海に流されそうになった子犬の命をお預かりいたしました!

今からちょうど8年前の初夏でした。柴犬のタロオスが亡くなったのは。少し赤茶色でちょっと間抜けな家族の一員でした。そこが超絶可愛かったんですけど。

寿命としては10数年生きたので長生きな方でしたが、その分家族として過ごしていた時間が長かったので亡くなった時の悲しみは相当深いものがありました。
今これを書きながらその頃のことが思い出されてしまい、正直胸が熱くなって涙が出てきそうになります。

さて、私がタロと出会った経緯は、こうです。
私の弟が幼い頃に友人から引き取ってきました。じつはタロはたくさん生まれた中の一匹だったので、元の飼い主が多すぎて育てきれないとのこと、そのまま海に流されてバイバイしてしまう運命にあったのでした。(非情な気もしますが)

丁度そんなときに元の飼い主さんが子犬を要らないか?と声をかけてくれたのがきっかけで我が家に来ることになったのでした。

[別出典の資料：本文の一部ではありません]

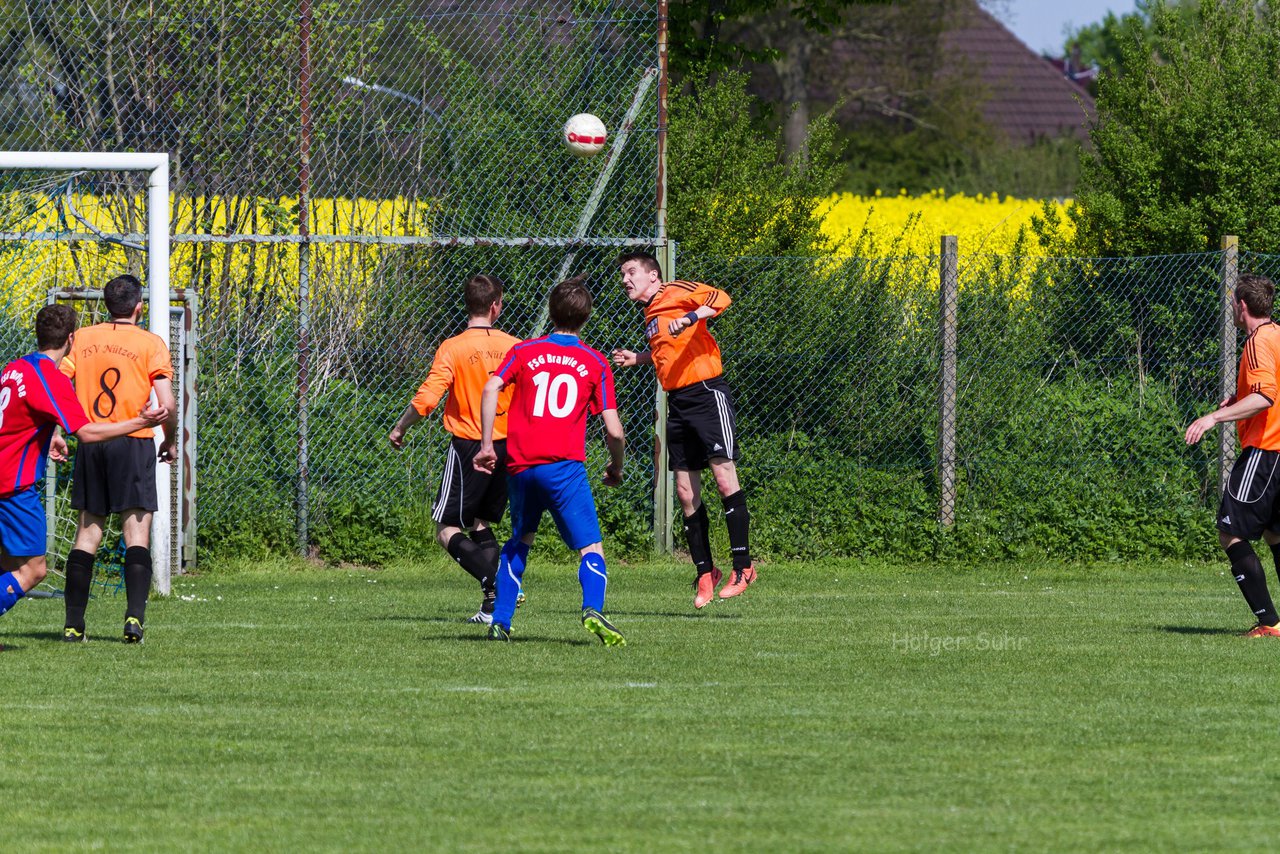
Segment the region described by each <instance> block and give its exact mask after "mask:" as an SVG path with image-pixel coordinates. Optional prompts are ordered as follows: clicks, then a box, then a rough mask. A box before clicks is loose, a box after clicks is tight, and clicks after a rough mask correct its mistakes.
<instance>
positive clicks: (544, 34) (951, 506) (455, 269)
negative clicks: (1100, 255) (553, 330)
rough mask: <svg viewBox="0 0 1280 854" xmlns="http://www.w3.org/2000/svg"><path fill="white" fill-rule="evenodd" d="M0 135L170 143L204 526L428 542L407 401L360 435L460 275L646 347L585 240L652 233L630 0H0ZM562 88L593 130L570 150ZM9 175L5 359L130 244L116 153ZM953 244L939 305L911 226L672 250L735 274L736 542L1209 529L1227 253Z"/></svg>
mask: <svg viewBox="0 0 1280 854" xmlns="http://www.w3.org/2000/svg"><path fill="white" fill-rule="evenodd" d="M0 20H3V22H4V24H5V28H4V32H5V33H6V36H5V41H4V50H3V51H0V74H3V76H4V78H5V82H6V86H4V87H0V133H3V134H4V140H3V141H0V147H6V149H22V150H69V151H118V150H157V151H168V152H169V154H170V156H172V189H173V201H172V214H173V230H174V247H173V255H172V284H173V287H175V288H183V289H186V291H188V292H191V293H196V294H198V297H200V302H201V316H200V376H198V406H200V423H198V431H200V444H201V457H200V471H198V480H200V492H198V494H200V512H198V516H200V543H201V547H202V548H206V549H210V551H211V552H214V553H219V552H220V553H261V552H266V551H278V552H285V551H293V549H294V548H297V545H298V544H300V539H301V540H302V542H301V544H302V545H303V547H306V548H315V549H319V552H320V553H323V554H325V556H326V557H330V558H334V560H371V558H372V560H376V558H378V557H380V556H390V554H394V553H396V552H397V551H403V549H404V548H406V544H407V543H411V542H417V540H426V539H429V536H430V528H431V522H430V520H429V506H430V501H431V498H433V495H434V493H435V488H436V479H438V474H439V466H440V462H442V458H443V453H442V451H443V447H444V438H445V437H444V435H443V431H442V430H440V429H439V428H438V425H434V424H433V425H422V426H420V428H416V429H415V430H413V431H412V433H411V434H410V435H411V444H410V447H408V448H407V449H406V451H404V452H403V453H396V452H393V451H392V449H390V447H389V444H388V443H387V433H388V430H389V428H390V425H392V424H393V423H394V419H396V417H397V415H398V414H399V412H401V411H402V410H403V407H404V406H406V405H407V402H408V401H410V398H411V396H412V393H413V391H415V389H416V387H417V385H419V383H421V380H422V378H424V376H425V373H426V370H428V366H429V365H430V361H431V353H433V351H434V348H435V346H436V344H438V343H439V342H440V341H442V339H443V338H445V337H448V335H451V334H453V333H456V332H458V330H460V329H461V328H462V325H463V324H465V316H463V314H465V312H463V310H462V305H461V288H462V283H463V282H465V280H466V278H467V277H470V275H471V274H474V273H479V271H484V273H490V274H494V275H497V277H499V278H500V279H503V280H504V282H506V283H507V288H508V291H507V298H506V312H504V315H503V318H502V320H500V325H502V326H504V328H506V329H507V330H509V332H511V333H513V334H516V335H522V337H524V335H534V334H540V333H543V332H545V330H547V329H545V320H544V315H543V305H544V301H545V294H547V291H548V289H549V287H550V286H552V284H554V282H556V280H558V279H561V278H563V277H566V275H568V274H576V273H584V274H586V275H588V277H589V279H590V282H591V284H593V291H594V293H595V296H596V309H595V314H594V316H593V320H591V323H590V324H589V326H588V328H586V330H585V338H586V341H588V342H589V343H591V344H594V346H596V347H598V348H600V350H609V348H612V347H614V346H627V347H630V348H639V347H641V346H643V343H644V338H643V324H641V320H640V314H639V309H637V307H636V306H635V305H632V303H630V302H628V301H627V300H626V298H625V296H623V294H622V291H621V287H620V284H618V274H617V270H616V269H614V268H613V265H612V260H613V257H614V254H616V252H617V250H618V248H620V247H623V246H654V245H657V243H659V239H658V238H659V237H660V233H659V227H658V222H659V220H658V215H657V205H658V198H659V193H658V186H659V175H660V170H659V154H658V151H659V134H658V108H657V104H658V88H659V81H658V78H657V68H655V67H657V64H658V52H659V50H658V32H659V19H658V6H657V3H653V1H649V0H579V1H576V3H575V1H563V3H534V1H525V0H509V1H498V0H486V1H481V3H472V4H458V3H443V1H435V0H401V1H398V3H376V4H375V3H371V1H369V3H356V1H352V3H343V4H314V3H311V1H310V0H289V1H283V0H275V1H270V0H269V1H268V3H253V4H251V3H247V0H218V1H216V3H215V1H214V0H184V3H182V4H178V3H173V1H170V0H146V1H142V0H86V1H84V3H78V4H14V3H0ZM579 111H590V113H595V114H598V115H599V117H600V118H602V119H603V120H604V123H605V124H607V125H608V127H609V129H611V141H609V149H608V150H607V154H604V155H602V156H598V157H593V159H575V157H572V156H570V155H568V154H567V152H566V151H564V150H563V147H562V146H561V142H559V132H561V125H562V124H563V122H564V119H566V118H567V117H570V115H571V114H573V113H579ZM14 181H17V179H14ZM17 184H20V186H17ZM17 184H14V189H15V191H14V192H6V193H0V204H3V205H5V211H6V216H8V218H9V219H10V222H17V220H18V219H23V220H24V222H26V223H27V224H26V225H22V227H15V225H12V224H10V225H9V227H8V228H6V229H4V230H6V237H5V239H4V242H3V243H0V251H4V252H5V256H6V260H8V261H10V262H9V264H8V266H6V270H5V273H3V274H0V275H4V277H6V280H5V291H4V296H3V301H4V306H3V311H0V314H3V316H0V343H3V344H4V347H5V348H6V352H9V353H13V355H19V353H20V352H26V350H28V348H29V318H31V311H32V310H33V309H35V307H36V306H38V305H42V303H44V300H45V294H46V292H47V289H49V288H51V287H74V286H79V287H87V288H96V287H101V284H102V283H104V282H105V280H106V279H109V278H110V277H113V275H115V274H116V273H119V271H124V270H131V271H136V273H138V271H141V269H142V268H143V264H142V261H141V254H140V252H138V250H133V248H129V247H128V246H123V245H122V242H124V243H128V242H137V237H136V236H138V234H140V233H141V230H142V225H143V222H145V207H143V206H142V204H141V200H142V198H143V197H145V189H143V177H142V175H129V174H114V173H97V174H82V175H42V177H32V175H24V177H23V178H22V179H20V181H18V182H17ZM131 236H132V237H131ZM960 248H961V252H963V251H964V247H960ZM948 257H951V259H952V262H954V269H955V277H954V280H955V300H954V302H950V301H940V268H941V266H942V259H941V257H937V256H934V257H882V259H850V257H819V259H810V257H705V256H703V257H700V256H694V255H684V256H680V257H678V264H677V269H676V270H675V273H676V274H678V277H680V278H686V279H696V280H705V282H709V283H712V284H714V286H717V287H721V288H723V289H724V291H727V292H728V293H730V294H731V296H732V298H733V305H732V306H731V307H730V310H728V311H727V312H726V314H724V315H723V316H722V318H721V319H718V320H717V321H714V324H713V332H714V334H716V335H717V338H718V339H719V341H721V344H722V347H723V350H724V357H726V370H727V378H728V380H730V383H731V385H732V388H733V393H735V397H736V405H737V414H739V428H740V433H741V437H740V438H741V442H740V444H741V448H742V451H744V458H742V461H741V474H742V480H744V484H745V487H746V489H748V493H749V495H750V499H751V513H753V540H754V542H753V544H754V545H755V548H756V551H759V552H760V553H762V554H765V556H806V557H810V556H819V554H852V556H893V557H908V558H919V557H940V556H942V557H945V556H948V554H950V556H965V557H977V558H983V557H1007V556H1024V554H1030V556H1037V554H1050V556H1055V557H1085V558H1088V557H1111V556H1126V554H1137V553H1142V554H1169V556H1175V554H1176V556H1192V554H1208V553H1211V551H1212V549H1213V547H1215V545H1213V544H1215V539H1213V533H1212V528H1211V520H1210V510H1211V507H1212V506H1213V504H1215V502H1216V488H1217V478H1219V472H1220V470H1221V466H1222V456H1221V453H1220V448H1219V447H1217V446H1216V444H1215V443H1212V442H1210V440H1206V442H1202V443H1201V444H1199V446H1196V447H1193V448H1187V447H1185V446H1184V444H1183V443H1181V430H1183V428H1184V426H1185V424H1187V423H1188V421H1189V420H1190V419H1192V417H1194V415H1196V414H1198V412H1199V411H1203V410H1204V408H1206V407H1207V406H1210V405H1212V403H1215V402H1216V401H1217V399H1220V393H1221V388H1222V374H1224V365H1226V366H1228V367H1226V373H1228V374H1230V373H1231V371H1233V370H1234V362H1235V357H1236V355H1235V352H1234V350H1233V352H1225V351H1226V350H1231V348H1229V347H1226V346H1225V344H1224V342H1231V341H1235V338H1234V335H1233V334H1230V333H1229V332H1228V333H1226V334H1225V333H1224V328H1222V324H1224V314H1222V311H1221V307H1220V306H1221V296H1220V294H1221V287H1222V280H1224V274H1222V261H1224V256H1222V254H1203V255H1185V256H1170V257H1149V259H1108V260H1089V259H1071V260H1065V259H1027V257H1009V256H966V255H959V256H948ZM1277 257H1280V256H1247V257H1244V259H1242V260H1240V268H1242V269H1257V270H1260V271H1265V273H1267V271H1270V273H1272V274H1276V273H1280V260H1277ZM943 314H946V321H947V323H946V324H945V323H943V321H942V316H943ZM948 328H950V329H951V330H952V333H954V339H955V350H954V352H952V351H951V350H950V348H948V347H947V346H945V342H946V341H947V334H945V330H946V329H948ZM952 375H954V383H952V382H951V379H950V378H951V376H952ZM617 378H618V383H620V406H621V410H622V414H623V420H625V424H626V426H627V429H628V433H630V438H631V448H632V469H631V478H630V479H628V480H627V483H626V485H625V487H623V488H622V489H621V490H617V492H611V490H599V492H598V501H599V502H600V512H602V517H603V520H602V521H603V522H604V528H605V530H607V531H608V534H609V535H611V538H612V539H613V540H614V543H616V544H621V547H622V548H625V549H627V551H641V549H644V548H646V547H648V544H649V542H650V540H652V535H653V531H652V521H653V498H652V492H653V481H652V474H650V472H652V469H650V466H649V465H648V463H649V461H648V448H649V442H650V440H652V438H653V434H652V423H653V408H654V393H655V392H654V379H653V375H652V373H648V371H643V370H627V371H618V374H617ZM590 447H591V455H593V456H591V458H590V465H591V466H593V467H599V466H600V465H603V461H604V451H603V444H602V443H600V442H598V440H595V439H594V438H593V442H591V443H590ZM708 494H714V493H713V492H710V490H709V492H708ZM712 503H714V502H712ZM713 512H714V508H713ZM940 519H946V520H947V521H948V522H950V524H948V525H940V521H938V520H940ZM722 529H723V526H716V525H713V530H722ZM424 533H425V535H424ZM413 536H417V540H413ZM718 545H723V544H718Z"/></svg>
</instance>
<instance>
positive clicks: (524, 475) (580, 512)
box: [507, 460, 604, 549]
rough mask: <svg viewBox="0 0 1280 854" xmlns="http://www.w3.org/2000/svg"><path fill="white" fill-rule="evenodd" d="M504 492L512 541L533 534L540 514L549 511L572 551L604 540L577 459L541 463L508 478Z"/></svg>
mask: <svg viewBox="0 0 1280 854" xmlns="http://www.w3.org/2000/svg"><path fill="white" fill-rule="evenodd" d="M507 492H508V493H509V494H511V535H512V536H513V538H515V539H521V538H522V536H525V535H526V534H532V533H535V531H536V530H538V524H539V522H540V521H541V520H543V511H550V515H552V519H554V520H556V528H557V529H559V534H561V539H562V540H564V544H566V545H568V547H570V548H572V549H580V548H585V547H588V545H590V544H591V543H599V542H600V540H602V539H604V538H603V536H602V535H600V520H599V517H596V515H595V498H594V497H593V495H591V481H590V480H589V479H588V476H586V466H585V465H582V463H581V462H579V461H577V460H563V461H561V462H544V463H543V465H539V466H532V467H530V469H525V470H524V471H521V472H520V474H515V475H509V476H508V478H507Z"/></svg>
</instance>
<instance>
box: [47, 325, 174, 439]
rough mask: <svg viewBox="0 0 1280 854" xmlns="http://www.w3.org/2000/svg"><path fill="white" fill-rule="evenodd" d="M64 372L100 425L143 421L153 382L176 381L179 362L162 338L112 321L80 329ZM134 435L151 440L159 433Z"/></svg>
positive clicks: (146, 332)
mask: <svg viewBox="0 0 1280 854" xmlns="http://www.w3.org/2000/svg"><path fill="white" fill-rule="evenodd" d="M60 367H61V371H63V373H64V374H65V375H67V376H68V378H70V379H72V380H73V382H74V383H76V397H78V398H79V402H81V406H83V407H84V412H86V414H87V415H88V419H90V421H93V423H95V424H104V423H110V424H118V423H120V421H128V420H129V419H132V417H137V415H138V412H141V411H142V410H143V408H145V407H146V405H147V401H148V399H150V398H151V383H152V380H156V379H161V378H164V379H173V357H172V356H170V355H169V348H168V347H166V346H165V343H164V339H163V338H160V335H157V334H155V333H154V332H147V330H146V329H142V328H140V326H136V325H133V324H132V323H113V321H110V320H109V321H106V323H100V324H95V325H92V326H84V328H83V329H77V330H76V337H74V338H73V339H72V348H70V352H68V353H67V359H64V360H63V364H61V365H60ZM129 435H131V437H134V438H138V439H150V438H151V437H154V435H155V430H152V429H151V428H143V429H141V430H136V431H133V433H131V434H129Z"/></svg>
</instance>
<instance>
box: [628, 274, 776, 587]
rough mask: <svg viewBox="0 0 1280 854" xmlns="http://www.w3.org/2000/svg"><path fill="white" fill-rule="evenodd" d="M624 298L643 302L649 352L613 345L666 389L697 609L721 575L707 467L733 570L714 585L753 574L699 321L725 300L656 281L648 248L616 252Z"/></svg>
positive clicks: (745, 533)
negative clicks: (693, 562) (623, 252)
mask: <svg viewBox="0 0 1280 854" xmlns="http://www.w3.org/2000/svg"><path fill="white" fill-rule="evenodd" d="M617 262H618V268H620V269H621V270H622V287H623V288H625V289H626V292H627V297H630V298H631V300H634V301H636V302H640V303H644V306H645V311H644V316H645V337H646V338H648V339H649V350H646V351H643V352H639V353H637V352H632V351H630V350H621V348H620V350H614V351H613V353H612V356H613V364H614V365H618V366H620V367H628V366H631V365H653V366H654V370H655V371H657V373H658V382H659V383H660V384H662V387H663V388H664V389H666V391H667V455H668V460H669V462H671V469H672V471H675V472H676V494H677V495H678V497H680V506H681V510H682V511H684V516H685V536H686V538H687V540H689V554H690V557H692V560H694V567H695V568H696V572H698V577H696V579H695V580H694V590H695V593H694V607H695V608H703V607H705V606H707V604H708V603H710V602H712V599H713V598H714V595H716V585H717V584H718V583H719V577H721V572H719V570H717V568H716V566H714V563H713V562H712V547H710V538H709V535H708V530H707V528H708V521H707V507H705V506H704V504H703V499H701V471H703V469H707V467H710V470H712V474H713V475H714V476H716V487H717V489H719V493H721V501H722V502H723V504H724V524H726V526H727V528H728V542H730V551H731V552H732V554H733V575H732V577H731V579H730V583H728V584H726V585H724V586H723V588H721V592H719V594H721V598H722V599H728V598H731V597H736V595H740V594H741V593H742V592H744V590H746V588H748V585H750V584H753V583H754V581H755V577H756V572H755V566H754V565H753V562H751V549H750V543H749V535H750V516H749V515H748V511H746V497H745V494H744V493H742V488H741V485H740V484H739V480H737V466H736V463H735V460H737V457H739V447H737V437H736V434H735V433H736V430H735V417H733V399H732V394H731V393H730V388H728V383H726V382H724V378H723V375H722V374H723V366H722V364H721V352H719V346H718V344H717V343H716V339H714V338H712V334H710V332H708V330H707V323H705V321H707V320H709V319H712V318H714V316H717V315H719V314H722V312H723V311H724V309H727V307H728V306H730V302H731V300H730V298H728V294H727V293H724V292H723V291H719V289H717V288H713V287H710V286H707V284H703V283H700V282H667V283H663V280H662V268H660V266H659V265H658V260H657V259H654V256H653V255H649V254H648V252H626V254H623V255H621V256H618V261H617Z"/></svg>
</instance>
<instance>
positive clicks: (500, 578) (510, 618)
mask: <svg viewBox="0 0 1280 854" xmlns="http://www.w3.org/2000/svg"><path fill="white" fill-rule="evenodd" d="M527 560H529V547H527V545H525V544H524V543H521V542H520V540H508V542H507V544H506V545H503V547H502V554H500V556H499V557H498V584H497V590H498V599H497V602H494V604H493V621H494V622H498V624H502V625H503V626H506V627H507V629H511V618H512V617H515V616H516V597H517V595H520V584H521V580H522V579H524V577H525V562H526V561H527Z"/></svg>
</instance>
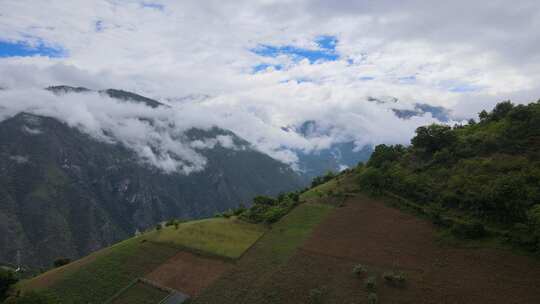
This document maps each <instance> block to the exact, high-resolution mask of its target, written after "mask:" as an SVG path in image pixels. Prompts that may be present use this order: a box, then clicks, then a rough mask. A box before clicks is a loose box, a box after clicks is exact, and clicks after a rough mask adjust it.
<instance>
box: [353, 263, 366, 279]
mask: <svg viewBox="0 0 540 304" xmlns="http://www.w3.org/2000/svg"><path fill="white" fill-rule="evenodd" d="M366 273H367V267H366V266H364V265H362V264H357V265H355V266H354V267H353V274H354V275H355V276H357V277H360V276H362V275H364V274H366Z"/></svg>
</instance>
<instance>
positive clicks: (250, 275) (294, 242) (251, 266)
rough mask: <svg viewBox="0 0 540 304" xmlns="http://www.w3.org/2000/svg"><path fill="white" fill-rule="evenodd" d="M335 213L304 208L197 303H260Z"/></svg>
mask: <svg viewBox="0 0 540 304" xmlns="http://www.w3.org/2000/svg"><path fill="white" fill-rule="evenodd" d="M332 209H333V207H332V206H330V205H324V204H302V205H300V206H298V207H296V208H295V209H294V210H292V211H291V212H290V213H289V214H287V215H286V216H285V217H283V218H282V219H281V220H280V221H279V222H277V223H276V224H274V225H273V226H272V229H271V230H269V231H268V232H267V233H266V234H265V235H264V236H263V237H262V238H261V239H260V240H259V241H258V242H257V243H255V245H254V246H253V248H251V249H250V251H248V252H247V253H246V255H244V256H243V257H242V259H240V260H239V261H238V263H237V267H236V268H235V269H234V270H233V271H230V272H228V273H226V274H225V275H224V276H222V277H221V278H219V279H218V280H217V281H216V282H215V283H214V284H212V285H211V286H210V287H209V288H208V289H206V290H205V291H203V293H202V294H201V295H200V296H199V297H197V298H196V299H194V301H193V302H194V303H197V304H200V303H209V304H210V303H222V304H226V303H231V304H232V303H234V304H237V303H259V300H260V297H265V296H266V295H264V294H261V292H260V291H261V290H264V286H265V283H266V281H265V280H266V279H267V278H269V277H270V274H271V273H272V272H274V271H276V270H277V269H278V268H279V267H280V266H281V265H284V264H285V263H286V262H287V261H288V260H289V258H290V257H291V256H292V255H293V254H294V252H295V251H296V249H297V248H298V247H299V246H300V245H301V244H302V243H303V242H304V240H305V239H306V238H307V237H309V235H310V233H311V231H312V230H313V228H314V227H315V226H317V224H319V223H320V222H321V221H322V220H323V219H324V217H325V216H326V215H327V214H328V213H329V212H330V211H331V210H332Z"/></svg>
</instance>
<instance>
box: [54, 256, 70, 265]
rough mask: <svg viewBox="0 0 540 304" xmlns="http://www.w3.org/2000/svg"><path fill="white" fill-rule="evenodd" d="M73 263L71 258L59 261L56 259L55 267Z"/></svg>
mask: <svg viewBox="0 0 540 304" xmlns="http://www.w3.org/2000/svg"><path fill="white" fill-rule="evenodd" d="M69 263H71V259H70V258H59V259H56V260H54V263H53V265H54V267H60V266H64V265H67V264H69Z"/></svg>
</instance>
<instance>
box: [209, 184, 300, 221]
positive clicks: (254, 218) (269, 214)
mask: <svg viewBox="0 0 540 304" xmlns="http://www.w3.org/2000/svg"><path fill="white" fill-rule="evenodd" d="M299 200H300V194H299V193H297V192H290V193H283V194H280V195H279V196H278V197H277V198H272V197H268V196H263V195H259V196H256V197H255V198H253V205H252V206H251V207H250V208H245V207H244V206H243V205H241V206H240V207H239V208H236V209H231V210H229V211H227V212H224V213H222V214H218V216H222V217H225V218H229V217H231V216H237V217H239V218H240V219H242V220H244V221H246V222H249V223H264V224H272V223H275V222H277V221H278V220H279V219H281V218H282V217H283V216H284V215H285V214H287V213H289V212H290V211H291V210H292V209H293V208H294V207H296V206H297V205H298V203H299Z"/></svg>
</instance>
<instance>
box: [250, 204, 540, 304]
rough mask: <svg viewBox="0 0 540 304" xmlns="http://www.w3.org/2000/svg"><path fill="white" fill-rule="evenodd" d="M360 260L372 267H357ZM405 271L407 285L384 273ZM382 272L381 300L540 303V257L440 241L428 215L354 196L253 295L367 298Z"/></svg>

そう、まだ目もあかないうちに段ボールに入れられて海にそのまま葬られそうになったんですよ。
たしかに、飼い主さんの立場になれば育てきれないし、責任を持てないならしょうがない面もあるなと同情する面もありますが。その話を聞いたうちの弟は早速、何匹かいた子犬の中から一匹を選びタロとなずけました。

選んだ理由は単純だったそうです、尻尾の尾っぽの一部がタロだけ白かったそうです。
例えるなら書道の筆先という感じですかね。

この世にある命には必ず死があります。死の瞬間に立ち会ったのは、私と父と母の3人でした。

実は、タロの具合が悪くなる前にちょっと3人で旅行をしようという計画が持ち上がっていました。
なぜそれが中止になったかというと、
母が「タロが具合悪そうで、万が一死んだら嫌だから、旅行はいつでも行けるから今回は家におろうや」といったからでした。

そんな母の直感はズバリ的中!数日中に急激に具合が悪くなってしまいました。
私たちは母の言ったとおりにしていたので後悔せずに済みました。

でも、最後の息を引き取るその時まで一緒にお別れができたのは本当に幸せでした。タロをひとりぼっちで死なせなくて本当に良かったと心から思います。
タロありがとうね。そしてさよなら。